The Nix – Nathan Hill.
My brother-in-reading Dave V. received two copies of this book over the holidays. He was generous enough to pass one of them my way. Quite the gesture, which I appreciate immensely!
This is a great book. It’s also one of those books that makes me mad, as it is Hill’s first full-length novel. How can people write something this brilliant on their first effort? I’ve tried a couple half-assed attempts to write lengthy stories over the past 10 years and the results have been thoroughly embarrassing. And this guy rips off something like this. Man…
Anyway, as I said, it’s really good. It is built on a mother-son relationship that broke in the late 1970s and was forced back together 30 years later by a series of crazy incidents. The biggest being the mother, Faye, threw handfuls of gravel in the face of a presidential candidate and became public enemy #1 in the political/culture wars that drive our media. Although son Samuel had not seen or talked to Faye since she walked out on the family when he was 11, he is contacted by her attorney in hopes that he will write a letter on her behalf for the judge in charge of the case.
That sets off a path of discovery for Samuel, who slowly pulls out the details of his mother’s life, back to her high school days in Iowa, through her first tumultuous month at college in Chicago, which coincided with the 1968 Democratic convention. We also learn about Samuel’s childhood, and a pair of powerful relationships that have haunted him deep into his adulthood. Eventually Faye hops on the path of discovery, traveling to Norway to discover the secrets of her father’s youth. The seeds for our own foibles and failures were often sewn long before our births.

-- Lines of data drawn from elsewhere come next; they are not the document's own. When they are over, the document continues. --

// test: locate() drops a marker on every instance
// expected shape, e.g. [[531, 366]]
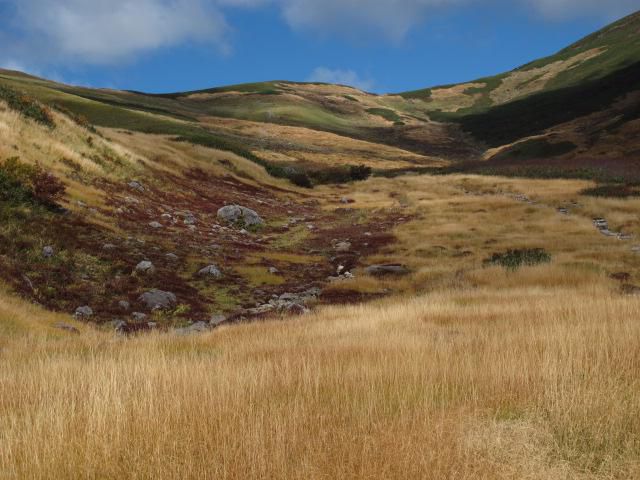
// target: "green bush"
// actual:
[[514, 259], [27, 106], [21, 183], [360, 172]]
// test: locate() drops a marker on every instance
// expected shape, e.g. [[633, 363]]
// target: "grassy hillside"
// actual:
[[593, 58]]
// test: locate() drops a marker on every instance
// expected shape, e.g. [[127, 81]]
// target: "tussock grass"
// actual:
[[514, 383]]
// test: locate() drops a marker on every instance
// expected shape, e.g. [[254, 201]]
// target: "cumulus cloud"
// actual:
[[111, 31], [340, 77]]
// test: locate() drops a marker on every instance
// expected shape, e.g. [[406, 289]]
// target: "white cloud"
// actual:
[[111, 31], [341, 77], [71, 32]]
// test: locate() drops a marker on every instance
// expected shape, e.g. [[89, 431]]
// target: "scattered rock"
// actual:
[[210, 271], [83, 313], [620, 276], [135, 185], [124, 305], [66, 327], [158, 300], [217, 320], [388, 269], [343, 247], [116, 325], [198, 327], [146, 268], [631, 290], [240, 214]]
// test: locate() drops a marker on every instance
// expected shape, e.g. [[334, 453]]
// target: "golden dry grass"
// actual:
[[466, 373], [488, 383]]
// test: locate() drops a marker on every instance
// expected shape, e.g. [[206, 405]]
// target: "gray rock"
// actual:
[[134, 184], [116, 325], [198, 327], [343, 247], [217, 320], [66, 327], [145, 267], [124, 305], [83, 313], [241, 215], [157, 299], [210, 271], [388, 269]]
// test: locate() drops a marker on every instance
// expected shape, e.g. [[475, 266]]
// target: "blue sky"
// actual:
[[378, 45]]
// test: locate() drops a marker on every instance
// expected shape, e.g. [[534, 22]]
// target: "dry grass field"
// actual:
[[461, 369], [467, 372], [510, 382]]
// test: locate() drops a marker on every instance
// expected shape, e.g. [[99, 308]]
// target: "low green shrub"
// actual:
[[22, 183], [27, 106], [514, 259]]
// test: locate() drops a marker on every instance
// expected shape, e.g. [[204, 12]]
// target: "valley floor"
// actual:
[[467, 371]]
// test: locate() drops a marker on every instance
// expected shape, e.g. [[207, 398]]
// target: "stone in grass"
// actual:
[[145, 267], [198, 327], [217, 320], [210, 271], [240, 214], [83, 313], [66, 327], [158, 300]]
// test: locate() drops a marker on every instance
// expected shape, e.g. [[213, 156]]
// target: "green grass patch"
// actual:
[[535, 149], [27, 106], [385, 113], [514, 259]]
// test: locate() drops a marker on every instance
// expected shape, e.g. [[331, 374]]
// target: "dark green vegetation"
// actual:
[[515, 259], [535, 148], [534, 114], [27, 106], [385, 113], [22, 184]]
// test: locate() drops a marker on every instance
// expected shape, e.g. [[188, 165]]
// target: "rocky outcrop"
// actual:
[[158, 299], [240, 215]]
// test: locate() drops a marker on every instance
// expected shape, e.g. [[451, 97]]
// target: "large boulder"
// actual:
[[388, 269], [198, 327], [83, 313], [145, 268], [158, 300], [210, 271], [240, 215]]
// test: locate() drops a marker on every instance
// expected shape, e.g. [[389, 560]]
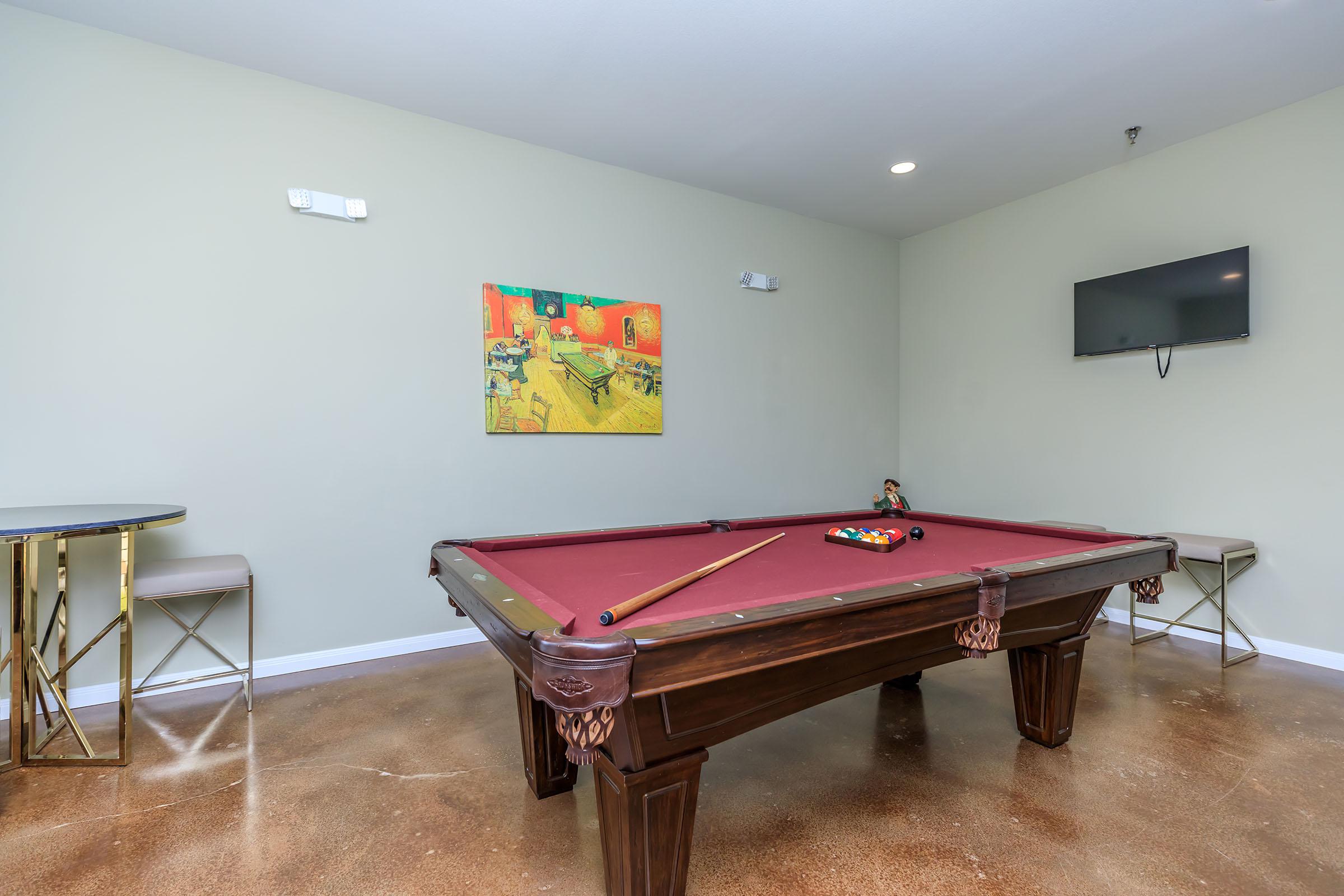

There are stretches of brilliance here. Hill balances humor, absurdity, and profundity well. The current sections of the book correctly foresaw the ridiculousness of the Trump era. And I found his exploration of the reasons why and process through which people choose to isolate themselves from others interesting.
Great books should connect with and force you to consider your own life. The Nix certainly struck a chord with me. My family history is quite different than that of Samuel and Faye’s. But I was a child of separation in the 1970s and divorce in the early 1980s, so I do feel some common threads between my experience and the book. With both of my biological parents dead, that lends a bigger mystery to questions I never asked, either because I was too young or just wasn’t interested at the time. I don’t know, if my mom was still alive or if I had a better relationship with my dad, if I would ask some of the questions this book prompted. I could sympathize with many of the issues Samuel and Faye sought to answer, though.
The Nix is tremendous. It’s popular fiction with a healthy dollop of literary depth. It measures up nicely with books by Lethem, Franzen, Eggers, and Chabon that are in a similar stylistic pocket.